I also roasted half an eggplant and mixed it with parsley and garlic, salt and pepper, and fried that in filo as well. It came out perfectly crisp on the outside, warm and savory in the center.
Once I’d finished my fried feast, I still had more filo than I knew what to do with.
So I sliced some parboiled potatoes and the rest of the eggplant, sprinkled it all with salt, pepper, and paprika, folded it into filo, and baked it in the oven for one hour. I followed it with asparagus, onions, and Nevat, likewise wrapped, likewise baked.
I still had quite a bit of filo, and some thinking to do.
Last year, I’d made samosas out of pumpkin. Then, I’d faithfully followed the dough recipe:
1 1/2 cup flour
1/4 tsp salt
1/4 cup oil
5 tbsp cold water (or as needed)
Combine flour and salt, either in a food processor or by hand. Add oil slowly, until mixture resembles fine crumbs. Add just enough cold water to form a medium-soft dough (if you are using a food processor, the dough will leave the sides of the bowl). Cover the dough and refrigerate.
When ready to use, make 1 inch balls of dough and roll them out thin.
The dough was excellent, but difficult to roll out; I spent hours trying to make it thin enough and large enough to wrap around the filling.
Why not try the filo? For that matter, why not give those Vietnamese spring roll wrappers a shot?
Pumpkin Samosa Filling
1 tbsp oil
1 small onion, diced
3 garlic cloves, diced
1/2 pie pumpkin or 16 oz can pumpkin puree
1 cup frozen peas, thawed
1 tbsp lemon juice
1/2 tsp salt, or to taste
1/2 tsp cayenne pepper, or to taste
1/4 tsp black pepper
1/4 tsp ground cumin
1 tsp garam masala
If using pie pumpkin, peel and cut into chunks. Steam until soft, then mash by hand or in a mixer or food processor.
Sweat onion & garlic in oil until translucent, then add all other ingredients and stir well. Cook until thickened, about 7 minutes. Let cool, then wrap in dough and fry.
Since pumpkins haven’t yet shown up in my local markets, I used a butternut squash. This was a mistake – too sweet, too soft; the filling ended up tasting like pumpkin pie with peas. It wasn’t bad, just strange.
First, I worked with the filo. I cut the sheets in half and then folded them again, so that I was working with a double layer the size of a quarter sheet. A big spoonful of filling in the middle, and brush the sides with water, fold them up & stick them together.
They didn’t look like samosas, but into the hot oil they went, one after the other.
When I was down to only a few pieces of filo left, I decided to experiment with the spring roll wrappers. These were not the soft, refrigerated kind, but were stiff and dried, labeled in Vietnamese, French (galettes de riz), and English. To use, they have to be dipped in water to soften them. Too long a dip, and the rice paper melts; too brief a dip, and it is too stiff to work with. I experimented and found that a quick in-and-out motion in a shallow pan worked best; I filled up a wrapper and dropped it in the oil – and jumped back as the water made the oil spatter. The next one tore as it went in, and the third puffed up strangely.

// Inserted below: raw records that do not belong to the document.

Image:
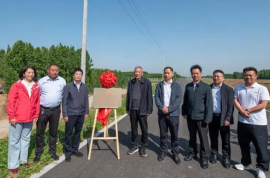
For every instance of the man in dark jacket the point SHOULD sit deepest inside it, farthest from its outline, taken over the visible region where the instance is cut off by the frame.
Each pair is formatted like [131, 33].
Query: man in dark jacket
[168, 97]
[139, 105]
[197, 108]
[75, 110]
[223, 106]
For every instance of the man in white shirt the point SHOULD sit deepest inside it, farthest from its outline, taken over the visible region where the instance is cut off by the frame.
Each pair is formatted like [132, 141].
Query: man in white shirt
[251, 99]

I went back to the filo: predictable, controllable, well-behaved.
The finished dumplings were almost nothing like samosa; they were tasty, but might have worked better as a dessert (minus the peas, onions, and garlic, plus powdered sugar over top). The ones in spring roll wrappers were more samosa-like in texture, but the wrappers were so annoying to work with that I think I shall avoid them in the future.